Let $\Lambda(n)$ denote the von Mangoldt function: $$ \Lambda(n) = \begin{cases} \log p & \text{if $n = p^k$}, \\ 0 & \text{otherwise}. \end{cases} $$ In general, when working with sums over prime numbers, say something of the form $$ \sum_{p\leq x} f(p), $$ it is generally easier to work with the weighted sums $$ \sum_{n\leq x} \Lambda(n) f(n). $$ The contribution of prime powers is generally small, so really the only terms contributing to the sum are $n=p$, and we get the sum over primes with a weight of $\log p$ at each prime. Since one can usually remove the weight $\log p$ via partial summation, there is really no technical reason to avoid using it.
The reasons one works with sums involving $\Lambda$ is that the Dirichlet series associated to $f(n)\Lambda(n)$ can often be written in terms of familiar $L$-functions, say $\zeta(s)$, the Riemann zeta function, or $L(s,\chi)$, the Dicihlet $L$-function associated to a Dirichlet character $\chi$.
Okay, so from what I've said so far, it seems clear that one should consider the sums $$ \sum_{\substack{n\leq x\\ n \equiv h(mod \hspace{1mm} k)}} \Lambda(n). $$ This begs the question, why include the extra weight $\frac{1}{n}$ (which is the same as $\frac{1}{p}$ because of the presence of $\Lambda$)?

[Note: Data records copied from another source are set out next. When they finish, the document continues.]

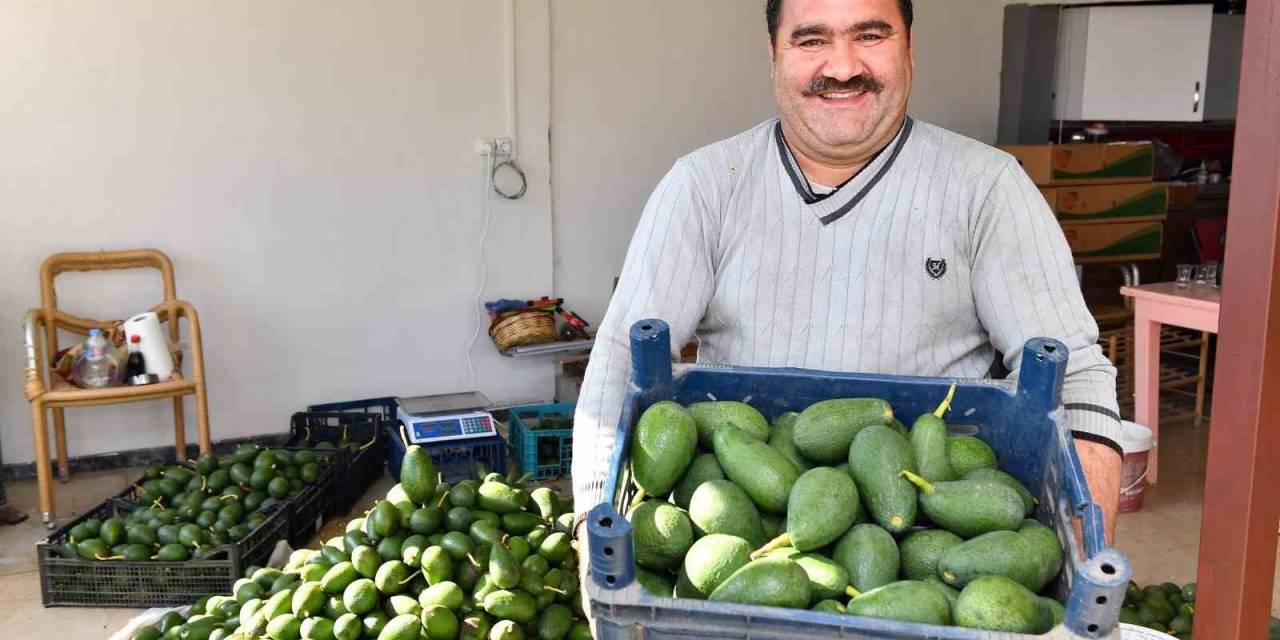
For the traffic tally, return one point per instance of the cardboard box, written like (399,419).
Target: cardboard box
(1114,242)
(1086,163)
(1051,197)
(1112,202)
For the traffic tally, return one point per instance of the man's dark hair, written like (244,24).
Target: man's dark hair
(772,8)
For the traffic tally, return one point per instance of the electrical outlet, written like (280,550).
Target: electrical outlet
(501,147)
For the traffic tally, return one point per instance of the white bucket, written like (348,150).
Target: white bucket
(1137,442)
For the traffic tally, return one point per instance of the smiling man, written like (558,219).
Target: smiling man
(846,236)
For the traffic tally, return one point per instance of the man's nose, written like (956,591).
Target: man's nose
(844,62)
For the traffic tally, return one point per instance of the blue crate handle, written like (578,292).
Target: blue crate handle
(1097,583)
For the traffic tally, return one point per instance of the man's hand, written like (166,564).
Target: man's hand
(1102,472)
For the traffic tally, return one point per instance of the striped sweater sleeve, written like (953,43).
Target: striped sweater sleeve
(667,274)
(1025,287)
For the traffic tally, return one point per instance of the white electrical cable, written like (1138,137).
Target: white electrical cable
(484,263)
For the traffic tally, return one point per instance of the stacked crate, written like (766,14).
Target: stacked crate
(1102,195)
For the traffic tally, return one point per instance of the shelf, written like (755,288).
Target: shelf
(551,348)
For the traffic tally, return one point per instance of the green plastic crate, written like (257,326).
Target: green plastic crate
(542,439)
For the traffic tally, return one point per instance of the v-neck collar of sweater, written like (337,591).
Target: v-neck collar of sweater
(832,206)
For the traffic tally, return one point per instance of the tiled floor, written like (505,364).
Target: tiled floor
(1160,540)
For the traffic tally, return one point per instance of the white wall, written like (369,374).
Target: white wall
(310,169)
(634,87)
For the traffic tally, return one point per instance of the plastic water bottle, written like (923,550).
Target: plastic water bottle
(97,365)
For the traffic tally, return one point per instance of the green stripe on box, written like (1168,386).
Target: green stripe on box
(1138,164)
(1151,202)
(1143,241)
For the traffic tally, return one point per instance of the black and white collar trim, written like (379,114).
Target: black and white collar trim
(833,206)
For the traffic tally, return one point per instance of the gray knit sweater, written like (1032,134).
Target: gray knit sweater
(940,257)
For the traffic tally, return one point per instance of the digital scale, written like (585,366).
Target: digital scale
(452,416)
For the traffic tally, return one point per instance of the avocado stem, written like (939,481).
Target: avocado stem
(777,543)
(918,481)
(635,502)
(946,403)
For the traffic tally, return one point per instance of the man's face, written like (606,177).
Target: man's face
(841,74)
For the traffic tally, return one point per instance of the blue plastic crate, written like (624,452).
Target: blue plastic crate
(456,460)
(542,452)
(1020,421)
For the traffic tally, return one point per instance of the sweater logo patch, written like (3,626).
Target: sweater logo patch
(936,268)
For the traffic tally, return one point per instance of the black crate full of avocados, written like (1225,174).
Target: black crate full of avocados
(360,449)
(68,580)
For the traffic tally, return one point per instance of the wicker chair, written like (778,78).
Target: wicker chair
(48,389)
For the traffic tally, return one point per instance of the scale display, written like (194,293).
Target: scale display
(432,419)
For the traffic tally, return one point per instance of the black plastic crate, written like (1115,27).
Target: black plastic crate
(309,508)
(68,580)
(353,472)
(383,407)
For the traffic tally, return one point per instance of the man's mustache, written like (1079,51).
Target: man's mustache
(858,83)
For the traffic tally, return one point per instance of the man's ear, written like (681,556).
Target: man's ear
(773,55)
(910,46)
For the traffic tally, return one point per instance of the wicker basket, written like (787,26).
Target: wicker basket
(524,328)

This is a more delicate question. In general, the logarithmic sums $$ \sum_{n\leq x} \frac{f(n)}{n} $$ are easier to handle than the summatory functions $$ \sum_{n\leq x} f(n). $$ The opening paragraphs of this article by Terry Tao go into detail about this. To quote him directly,
A further discussion of this phenomenon can be found in these notes, linked by Tao in his article.
To illustrate this, it should be noted that the estimate
$$ \sum_{\substack{n\leq x\\ n \equiv h(mod \hspace{1mm} k)}} \Lambda(n) \sim \frac{x}{\phi(k)} $$ is the classic Siegel–Walfisz theorem, and is more difficult to prove than Dirichlet's theorem.
TL;DR - The specific weight $\frac{\log p}{p}$ is used because one simply needs to know less about the complex-analytic behavior of the relevant Dirichlet series (in this case the Dirichlet $L$-functions $L(s,\chi)$). Dirichlet only set out to prove an infinitude of primes in coprime residue classes; his theorem does not give an asymptotic count of such primes. The asymptotic count of such primes is precisely the content of the Siegel–Walfisz theorem, and one needs a deeper understanding of the Dirichlet $L$-functions $L(s,\chi)$ in order to prove it.